Profissionais do mercado notam que o fluxo de saída tende a aumentar nas últimas semanas do ano, o que deve manter pressão sobre as cotações.

"A tendência do dólar é para cima, provavelmente oscilando entre R$ 1,75 e R$ 1,78 até o final deste ano. Acho que nós já veremos alguma mudança nas projeções já no próximo boletim Focus. A questão é que o fluxo de saídas aumenta neste final de ano, e muitas empresas já começam a sair do mercado em novembro mesmo. Mas essa alta será gradativa, um pouco a cada dia", comenta Luiz Carlos Baldan, diretor da corretora Fourtrade.

JUROS FUTUROS

No mercado futuro de juros, que serve de referência para o custo dos empréstimos nos bancos, as taxas projetadas voltaram a avançar nos contratos mais negociados.

Alguns profissionais chegaram a atribuir à saída de Henrique Meirelles do Banco Central, e o vácuo de nomes para ocupar a pasta, a forte alta verificada nos juros futuros. Hoje, o gabinete da presidente eleita Dilma Rousseff oficializou três nomes: Guido Mantega (que permanece na Fazenda), Miriam Belchior (Planejamento) e Alexandre Tombini (Banco Central).

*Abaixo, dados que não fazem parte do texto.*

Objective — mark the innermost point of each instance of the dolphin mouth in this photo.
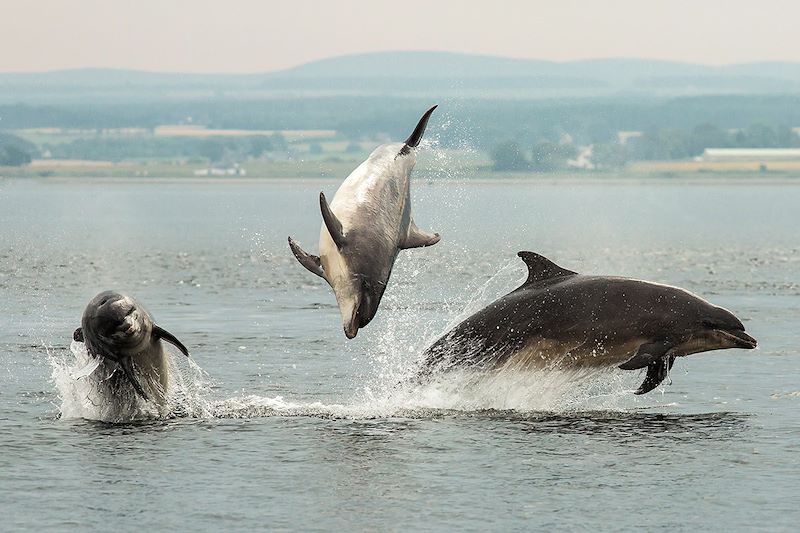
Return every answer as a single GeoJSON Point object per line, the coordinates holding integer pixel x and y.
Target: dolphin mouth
{"type": "Point", "coordinates": [351, 326]}
{"type": "Point", "coordinates": [739, 338]}
{"type": "Point", "coordinates": [351, 329]}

No contrato para julho de 2011, a taxa projetada subiu de 11,25% ao ano para 11,39%; para janeiro de 2012, a taxa prevista passou de 11,77% para 11,86%. E no contrato para janeiro de 2013, a taxa projetada aumentou de 12,26% para 12,28%. Esses números são preliminares e estão sujeitos a ajustes.